Intestate Inheritance Rights for Adopted Children - North Dakota
Birth Parents in Relation to Adopted Person
Citation: Cent. Code § 14-15-14
Except with respect to the spouse of a petitioner or relatives of the spouse, a final decree of adoption terminates all legal relationships between the adopted person and the person's birth relatives, including the birth parents, so that the adopted person thereafter is a stranger to his or her former relatives for all purposes, including inheritance.
If a parent of a child dies without the relationship of parent and child having been previously terminated, and a spouse of the surviving parent thereafter adopts the child, the child's right of inheritance from or through the deceased parent is unaffected by the adoption.
Adoptive Parents in Relation to Adopted Person
Citation: Cent. Code § 14-15-14
A final decree of adoption creates the relationship of parent and child between petitioner and the adopted individual, as if the adopted individual were a legitimate blood descendant of the petitioner, for all purposes including inheritance.
Adopted Persons Who Are Not Included in a Will
Citation: Cent. Code §§ 30.1-06-02 (2-302); 30.1-09.1-05 (2-705)
If a testator fails to provide in his or her will for any child who was adopted after the execution of the will, the omitted after-adopted child receives a share in the estate as follows:
- If the testator had no child living when he or she executed the will, an omitted after-adopted child receives a share in the estate equal in value to that which the child would have received had the testator died intestate, unless the will gave all or substantially all the estate to the other parent of the omitted child and that other parent survives the testator and is entitled to take under the will.
- If the testator had one or more children living when he or she executed the will, and the will gave property or an interest in property to one or more of the then-living children, an omitted after-adopted child is entitled to share in the estate as follows:
- The portion of the estate that the omitted after-adopted child is entitled to share is limited to bequests made to the testator's then-living children under the will.

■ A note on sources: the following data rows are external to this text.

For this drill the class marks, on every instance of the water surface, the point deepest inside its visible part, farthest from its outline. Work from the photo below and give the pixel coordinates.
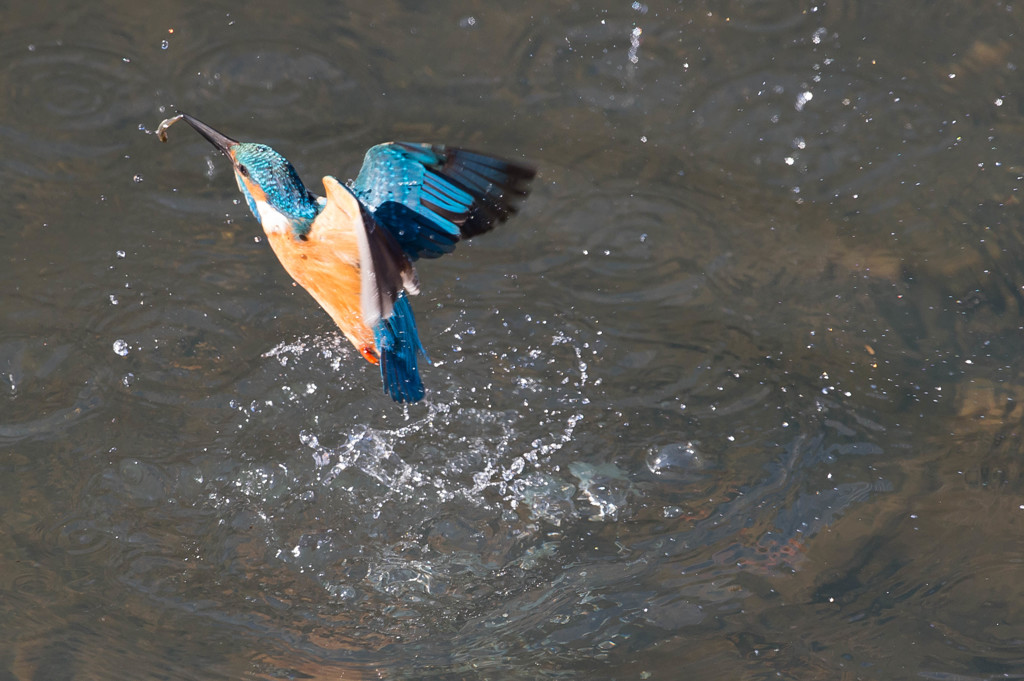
(734, 396)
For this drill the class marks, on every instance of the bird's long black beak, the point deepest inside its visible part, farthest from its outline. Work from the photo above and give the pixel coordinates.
(221, 141)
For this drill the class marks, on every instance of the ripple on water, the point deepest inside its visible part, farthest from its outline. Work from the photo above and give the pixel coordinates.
(269, 75)
(74, 96)
(771, 16)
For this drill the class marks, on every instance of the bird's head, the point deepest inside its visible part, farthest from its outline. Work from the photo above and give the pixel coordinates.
(271, 187)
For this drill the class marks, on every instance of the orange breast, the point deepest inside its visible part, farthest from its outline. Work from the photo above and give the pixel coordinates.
(327, 265)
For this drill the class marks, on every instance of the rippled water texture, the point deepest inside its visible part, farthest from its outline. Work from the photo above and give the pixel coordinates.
(733, 397)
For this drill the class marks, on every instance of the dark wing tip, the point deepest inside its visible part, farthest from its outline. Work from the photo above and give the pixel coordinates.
(497, 185)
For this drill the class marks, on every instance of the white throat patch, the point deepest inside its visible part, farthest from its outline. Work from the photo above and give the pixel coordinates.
(273, 221)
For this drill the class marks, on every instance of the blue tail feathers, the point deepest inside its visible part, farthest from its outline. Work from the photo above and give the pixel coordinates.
(398, 344)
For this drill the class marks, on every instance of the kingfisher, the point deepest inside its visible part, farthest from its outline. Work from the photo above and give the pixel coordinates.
(353, 249)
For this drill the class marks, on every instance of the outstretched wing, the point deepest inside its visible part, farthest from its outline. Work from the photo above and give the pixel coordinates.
(428, 197)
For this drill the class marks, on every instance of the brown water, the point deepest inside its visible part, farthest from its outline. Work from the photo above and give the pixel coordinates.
(736, 396)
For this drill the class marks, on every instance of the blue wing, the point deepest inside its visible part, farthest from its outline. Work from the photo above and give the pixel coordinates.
(429, 197)
(398, 344)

- The omitted after-adopted child is entitled to receive the share of the estate, as limited above, that the child would have received had the testator included all omitted after-born and after-adopted children with the children to whom bequest were made under the will and had given an equal share of the estate to each child.
None of the above applies if:
- It appears from the will that the omission was intentional.
- The testator provided for the omitted after-adopted child by transfer outside the will with the intent that the transfer be in lieu of a testamentary provision.
Adopted individuals, individuals born out of wedlock, and their respective descendants, if appropriate to the class, are included in class gifts and other terms of relationship in accordance with the rules for intestate succession.